История, как и природа, являет нам нерасторжимое внутреннее единство при очевидном внешнем многообразии. На поверхности – бесконечное разнообразие вещей, а в глубине – простота причины. Мы легко узнаём один и тот же характер в самых разных поступках одного человека. Приглядимся к тому, как мы познаём греческий гений: у нас есть летопись этой цивилизации в трудах Геродота, Фукидита, Ксенофонта и Плутарха – подробные рассказы о том, какими были эти люди и что они делали. Но затем тот же народ говорит с нами снова в своей литературе: в эпосах, лирике, трагедии и философии – и это уже иная, но столь же полная форма самовыражения. И опять в их архитектуре – в этой стройной, словно сама умеренность, геометричной красоте, которая стала осязаемой математикой. И вновь – в скульптуре, где мы видим бесчисленные фигуры в абсолютной свободе движения, не переступающей, однако, порога идеальной сдержанности: будто хористы совершают священный танец перед богами; даже если ими владеет агония боли или ярость смертного боя, они всё равно соблюдают величественный рисунок и ритм. Так гений одного блистательного народа явлен нам в четырёх ипостасях – в истории, литературе, архитектуре и скульптуре. Что может быть внешне непохожее, чем ода Пиндара, статуя кентавра, колоннада Парфенона и последние деяния Фокиона?
Каждый замечал лица и фигуры, которые, не имея явного сходства черт, производят на нас очень похожее впечатление. И бывает: некий пейзаж или стихи, даже не вызывая той же цепочки образов, всё равно рождают в нас схожее чувство, будто мы гуляем по диким горам; хотя разум не видит прямого сходства, оно существует где-то за пределами логики. Природа – это бесконечная комбинация и повторение нескольких очень простых законов. Она повторяет один знакомый мотив в неисчислимых вариациях.
Во всех творениях природы мы видим это величественное семейное сходство; ей доставляет удовольствие внезапно раскрывать его там, где мы и не ждём. Однажды я видел голову старого индейского вождя – она тотчас напомнила снежную вершину горы, а глубокие складки на лбу повторяли слои каменных пород. Бывают люди, чьи манеры несут то же величавое и простое благородство, что грозные барельефы на фризах Парфенона и древнейших памятниках греческого искусства. И во все времена находились произведения, в которых звучит эта же внутренняя мелодия. Посмотрите на знаменитую «Аврору» Гвидо Рени: это всего лишь утренний миф, кони в ней – не что иное, как утренние облака. Любой, кто порадуется выяснить, каким разнообразным делам мы готовы отдаться в одном состоянии ума и к каким мы непримиримы, увидит, до какой степени глубока эта цепь родства.
Один художник говорил мне, что невозможно изобразить дерево, не став на некий лад самим деревом; невозможно точно нарисовать ребёнка, если лишь копируешь его контуры, – нужно некоторое время наблюдать за его движениями, повадками, «вжиться» в его натуру, и тогда сумеешь запечатлеть его в любом положении.
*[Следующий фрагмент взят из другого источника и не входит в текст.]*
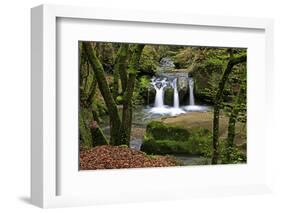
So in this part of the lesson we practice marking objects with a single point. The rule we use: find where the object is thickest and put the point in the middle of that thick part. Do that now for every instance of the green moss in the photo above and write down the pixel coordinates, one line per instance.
(148, 61)
(169, 139)
(84, 129)
(161, 131)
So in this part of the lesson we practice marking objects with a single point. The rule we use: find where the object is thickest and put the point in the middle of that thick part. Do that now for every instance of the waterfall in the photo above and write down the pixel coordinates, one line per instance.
(159, 88)
(176, 94)
(191, 94)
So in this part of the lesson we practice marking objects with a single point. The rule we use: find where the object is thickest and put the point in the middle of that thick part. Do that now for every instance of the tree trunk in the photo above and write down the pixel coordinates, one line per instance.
(120, 67)
(232, 121)
(115, 121)
(218, 100)
(127, 102)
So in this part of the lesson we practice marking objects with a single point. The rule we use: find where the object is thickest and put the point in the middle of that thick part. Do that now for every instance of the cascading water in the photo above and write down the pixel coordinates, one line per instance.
(191, 94)
(159, 88)
(176, 94)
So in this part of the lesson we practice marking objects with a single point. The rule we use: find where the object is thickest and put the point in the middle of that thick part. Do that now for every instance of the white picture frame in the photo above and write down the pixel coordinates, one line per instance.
(46, 167)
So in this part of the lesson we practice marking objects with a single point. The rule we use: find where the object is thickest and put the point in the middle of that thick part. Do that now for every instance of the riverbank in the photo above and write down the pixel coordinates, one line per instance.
(119, 157)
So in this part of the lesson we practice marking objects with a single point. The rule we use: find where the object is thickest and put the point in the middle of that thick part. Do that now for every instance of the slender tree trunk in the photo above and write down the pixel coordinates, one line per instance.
(218, 101)
(127, 102)
(120, 67)
(105, 91)
(232, 121)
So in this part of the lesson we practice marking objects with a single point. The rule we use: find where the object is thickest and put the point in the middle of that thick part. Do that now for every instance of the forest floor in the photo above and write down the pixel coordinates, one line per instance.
(117, 157)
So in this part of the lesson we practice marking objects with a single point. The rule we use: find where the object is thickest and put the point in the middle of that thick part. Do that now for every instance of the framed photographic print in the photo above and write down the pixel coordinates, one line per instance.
(132, 105)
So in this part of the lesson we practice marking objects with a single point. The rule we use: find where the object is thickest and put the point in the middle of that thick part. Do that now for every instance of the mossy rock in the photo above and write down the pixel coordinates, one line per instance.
(168, 139)
(161, 131)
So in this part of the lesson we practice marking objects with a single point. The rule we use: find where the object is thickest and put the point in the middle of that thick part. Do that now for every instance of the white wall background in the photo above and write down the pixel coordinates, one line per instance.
(15, 104)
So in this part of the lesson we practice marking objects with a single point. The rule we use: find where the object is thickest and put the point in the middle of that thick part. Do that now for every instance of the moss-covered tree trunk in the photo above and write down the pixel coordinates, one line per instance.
(115, 122)
(218, 101)
(89, 131)
(232, 121)
(120, 67)
(128, 95)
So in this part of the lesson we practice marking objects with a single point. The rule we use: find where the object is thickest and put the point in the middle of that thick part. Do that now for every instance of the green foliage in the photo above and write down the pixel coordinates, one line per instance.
(149, 61)
(161, 131)
(169, 139)
(183, 58)
(231, 155)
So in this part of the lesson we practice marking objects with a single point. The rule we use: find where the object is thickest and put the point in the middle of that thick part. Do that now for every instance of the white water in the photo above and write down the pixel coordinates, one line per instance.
(176, 94)
(159, 97)
(161, 109)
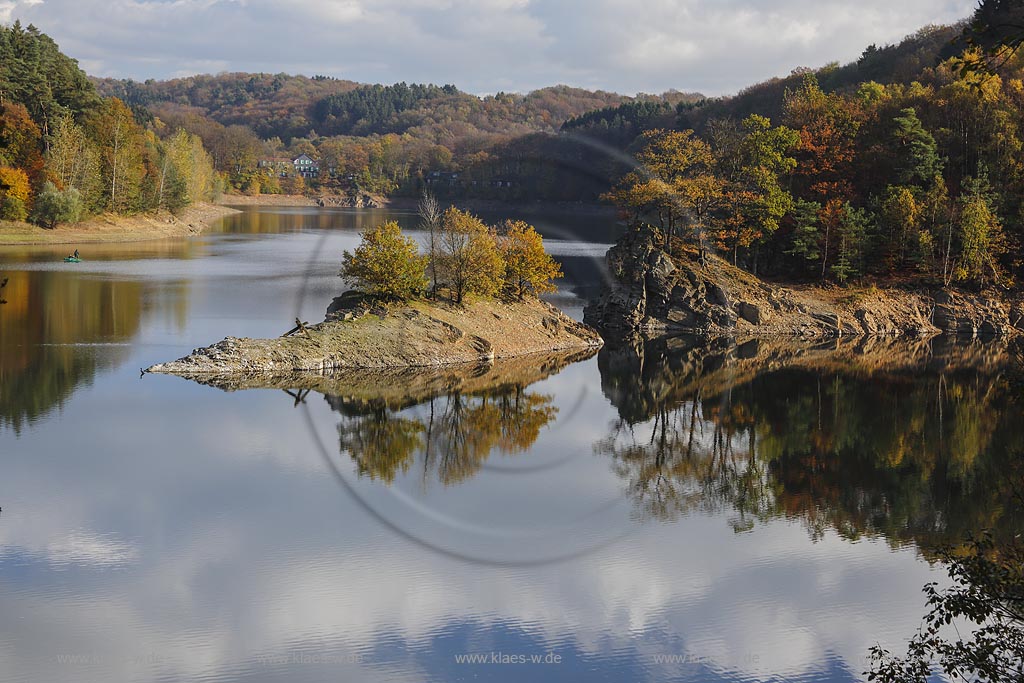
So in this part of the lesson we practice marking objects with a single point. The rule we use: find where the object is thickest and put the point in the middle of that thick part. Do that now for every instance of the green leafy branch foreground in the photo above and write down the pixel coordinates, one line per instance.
(983, 609)
(464, 256)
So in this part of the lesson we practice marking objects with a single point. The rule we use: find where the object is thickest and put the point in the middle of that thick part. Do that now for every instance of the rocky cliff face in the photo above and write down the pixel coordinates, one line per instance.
(653, 293)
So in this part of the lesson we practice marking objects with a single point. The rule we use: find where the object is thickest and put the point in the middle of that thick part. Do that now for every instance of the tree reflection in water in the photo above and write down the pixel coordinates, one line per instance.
(913, 440)
(457, 435)
(451, 420)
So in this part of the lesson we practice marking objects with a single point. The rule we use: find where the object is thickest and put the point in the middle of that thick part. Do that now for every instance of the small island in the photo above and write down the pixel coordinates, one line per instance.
(470, 298)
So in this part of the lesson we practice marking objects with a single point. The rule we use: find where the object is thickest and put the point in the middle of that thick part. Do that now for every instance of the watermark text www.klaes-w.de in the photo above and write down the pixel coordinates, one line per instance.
(508, 657)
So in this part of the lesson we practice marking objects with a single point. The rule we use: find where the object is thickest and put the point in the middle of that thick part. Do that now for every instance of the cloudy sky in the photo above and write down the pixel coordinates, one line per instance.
(714, 46)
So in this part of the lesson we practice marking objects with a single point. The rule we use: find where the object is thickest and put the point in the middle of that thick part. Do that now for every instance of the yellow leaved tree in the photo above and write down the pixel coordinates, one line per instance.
(527, 267)
(386, 263)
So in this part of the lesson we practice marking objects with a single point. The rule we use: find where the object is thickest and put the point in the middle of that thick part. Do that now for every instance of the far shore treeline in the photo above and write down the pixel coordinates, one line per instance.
(66, 153)
(905, 166)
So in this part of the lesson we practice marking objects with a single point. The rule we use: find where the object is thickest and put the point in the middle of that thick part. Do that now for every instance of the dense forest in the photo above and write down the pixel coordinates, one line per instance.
(375, 138)
(833, 174)
(67, 153)
(906, 163)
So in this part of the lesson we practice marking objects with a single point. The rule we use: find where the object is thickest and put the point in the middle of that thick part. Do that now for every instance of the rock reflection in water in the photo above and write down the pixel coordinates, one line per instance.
(918, 440)
(463, 413)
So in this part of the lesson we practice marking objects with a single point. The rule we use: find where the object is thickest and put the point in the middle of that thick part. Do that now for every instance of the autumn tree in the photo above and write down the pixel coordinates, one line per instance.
(386, 263)
(14, 194)
(674, 181)
(918, 156)
(528, 269)
(980, 233)
(469, 255)
(186, 173)
(430, 222)
(20, 142)
(73, 161)
(753, 165)
(56, 206)
(121, 156)
(827, 125)
(900, 214)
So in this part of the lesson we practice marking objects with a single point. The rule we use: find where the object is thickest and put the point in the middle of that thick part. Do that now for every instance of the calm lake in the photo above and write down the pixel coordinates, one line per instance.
(668, 511)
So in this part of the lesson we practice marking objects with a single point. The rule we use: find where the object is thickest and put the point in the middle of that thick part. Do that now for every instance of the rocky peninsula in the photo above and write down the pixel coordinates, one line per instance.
(653, 293)
(360, 333)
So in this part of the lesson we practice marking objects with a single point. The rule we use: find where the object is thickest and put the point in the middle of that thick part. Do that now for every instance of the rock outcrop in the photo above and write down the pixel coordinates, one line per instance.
(364, 334)
(653, 293)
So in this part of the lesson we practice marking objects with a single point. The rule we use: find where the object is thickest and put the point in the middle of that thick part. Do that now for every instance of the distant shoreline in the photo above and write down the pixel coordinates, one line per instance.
(113, 228)
(412, 204)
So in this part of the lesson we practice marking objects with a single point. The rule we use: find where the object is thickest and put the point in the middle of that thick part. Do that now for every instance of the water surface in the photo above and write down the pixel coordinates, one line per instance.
(660, 511)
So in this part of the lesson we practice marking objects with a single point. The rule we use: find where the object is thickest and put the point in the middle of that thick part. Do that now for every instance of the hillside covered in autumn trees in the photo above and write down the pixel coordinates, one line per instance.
(67, 153)
(906, 163)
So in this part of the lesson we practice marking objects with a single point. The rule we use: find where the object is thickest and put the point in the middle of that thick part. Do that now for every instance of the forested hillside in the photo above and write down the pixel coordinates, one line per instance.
(381, 138)
(67, 153)
(906, 164)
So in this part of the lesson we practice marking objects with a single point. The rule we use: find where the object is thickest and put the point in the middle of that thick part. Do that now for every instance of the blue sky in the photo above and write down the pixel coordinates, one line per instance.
(713, 46)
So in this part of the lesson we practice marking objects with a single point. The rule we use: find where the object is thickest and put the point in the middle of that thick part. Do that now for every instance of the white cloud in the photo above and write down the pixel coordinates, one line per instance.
(715, 47)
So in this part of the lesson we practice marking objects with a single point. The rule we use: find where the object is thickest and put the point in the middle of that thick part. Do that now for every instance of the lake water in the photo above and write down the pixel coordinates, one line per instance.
(668, 511)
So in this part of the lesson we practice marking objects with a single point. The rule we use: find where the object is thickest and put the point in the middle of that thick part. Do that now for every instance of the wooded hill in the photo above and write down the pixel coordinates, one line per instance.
(66, 152)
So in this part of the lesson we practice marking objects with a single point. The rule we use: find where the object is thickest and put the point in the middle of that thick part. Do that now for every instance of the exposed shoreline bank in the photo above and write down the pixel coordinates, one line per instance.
(412, 204)
(655, 294)
(113, 228)
(418, 334)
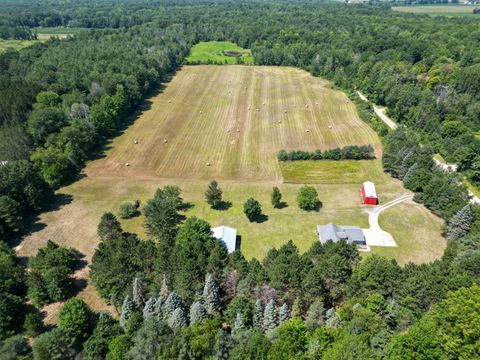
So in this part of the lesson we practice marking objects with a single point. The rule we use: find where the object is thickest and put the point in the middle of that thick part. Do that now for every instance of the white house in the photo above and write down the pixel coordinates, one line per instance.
(227, 235)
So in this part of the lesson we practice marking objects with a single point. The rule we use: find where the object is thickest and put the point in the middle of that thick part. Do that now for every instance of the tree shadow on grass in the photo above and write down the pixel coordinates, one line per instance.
(223, 205)
(260, 218)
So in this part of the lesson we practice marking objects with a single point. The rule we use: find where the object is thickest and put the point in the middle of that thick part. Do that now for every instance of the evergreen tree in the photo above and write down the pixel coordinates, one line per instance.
(178, 319)
(213, 195)
(460, 223)
(149, 309)
(332, 319)
(138, 292)
(128, 308)
(223, 345)
(276, 197)
(239, 323)
(172, 303)
(211, 295)
(258, 315)
(283, 313)
(198, 312)
(109, 227)
(270, 318)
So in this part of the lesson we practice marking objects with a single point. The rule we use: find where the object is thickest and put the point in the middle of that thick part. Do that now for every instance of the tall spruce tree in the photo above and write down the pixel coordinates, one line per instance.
(460, 223)
(198, 312)
(138, 292)
(178, 319)
(172, 303)
(270, 318)
(258, 315)
(128, 308)
(211, 295)
(149, 310)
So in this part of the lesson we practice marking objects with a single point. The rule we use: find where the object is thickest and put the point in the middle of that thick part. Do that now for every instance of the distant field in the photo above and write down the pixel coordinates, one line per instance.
(215, 51)
(43, 35)
(193, 114)
(456, 10)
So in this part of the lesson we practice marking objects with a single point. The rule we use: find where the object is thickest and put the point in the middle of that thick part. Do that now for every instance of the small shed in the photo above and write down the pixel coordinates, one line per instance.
(369, 194)
(227, 235)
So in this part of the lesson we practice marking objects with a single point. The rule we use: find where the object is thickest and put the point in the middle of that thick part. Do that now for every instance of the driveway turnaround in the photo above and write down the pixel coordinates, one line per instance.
(375, 235)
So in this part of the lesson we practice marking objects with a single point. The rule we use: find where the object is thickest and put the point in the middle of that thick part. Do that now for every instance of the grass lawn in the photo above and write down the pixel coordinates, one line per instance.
(451, 10)
(215, 52)
(199, 114)
(43, 35)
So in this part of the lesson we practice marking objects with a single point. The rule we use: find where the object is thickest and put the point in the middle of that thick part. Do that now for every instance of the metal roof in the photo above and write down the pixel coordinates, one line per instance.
(227, 235)
(369, 189)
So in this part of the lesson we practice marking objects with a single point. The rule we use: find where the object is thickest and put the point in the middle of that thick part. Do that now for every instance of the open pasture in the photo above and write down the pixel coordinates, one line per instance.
(236, 119)
(193, 114)
(451, 10)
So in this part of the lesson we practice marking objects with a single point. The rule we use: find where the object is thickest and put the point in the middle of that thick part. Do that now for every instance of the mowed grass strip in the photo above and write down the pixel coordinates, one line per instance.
(215, 51)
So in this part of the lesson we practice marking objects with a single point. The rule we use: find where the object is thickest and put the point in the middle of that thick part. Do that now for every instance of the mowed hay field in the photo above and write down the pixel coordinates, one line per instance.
(236, 118)
(193, 114)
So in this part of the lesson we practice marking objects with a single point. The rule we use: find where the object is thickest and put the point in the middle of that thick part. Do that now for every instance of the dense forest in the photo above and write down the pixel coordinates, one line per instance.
(179, 294)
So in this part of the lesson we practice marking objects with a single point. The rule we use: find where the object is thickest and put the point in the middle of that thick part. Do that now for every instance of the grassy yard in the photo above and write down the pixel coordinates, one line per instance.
(217, 52)
(228, 123)
(451, 10)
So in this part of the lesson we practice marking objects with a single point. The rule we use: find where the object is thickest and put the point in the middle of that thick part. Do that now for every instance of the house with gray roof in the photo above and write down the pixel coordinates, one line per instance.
(335, 233)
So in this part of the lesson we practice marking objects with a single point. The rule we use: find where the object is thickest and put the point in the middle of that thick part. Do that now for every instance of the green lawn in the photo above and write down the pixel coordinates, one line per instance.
(450, 10)
(214, 52)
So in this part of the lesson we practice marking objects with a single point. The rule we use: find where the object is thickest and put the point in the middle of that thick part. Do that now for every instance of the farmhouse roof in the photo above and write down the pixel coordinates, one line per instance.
(369, 189)
(227, 235)
(352, 234)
Так и художник Роос говорил о том, что «проникает в самую душу овцы». Я знал одного топографа, который не мог набросать форму горных пород, пока ему не объяснили их геологическое строение. Иногда общее состояние мысли лежит в основе самых разных проявлений. Не факт тождествен, а дух. Через более глубокое восприятие, а не только путём долгих технических навыков, художник достигает силы зажигать в других душах нужные образы.
Как-то сказали: «Заурядные натуры платят тем, что они делают, а более благородные – тем, что они есть». И почему? Потому что многослойная, глубинная сущность одними лишь своими словами, поступками, взглядами, манерами вызывает в нас ту же красоту и мощь, что и созерцание огромного собрания скульптур или картин.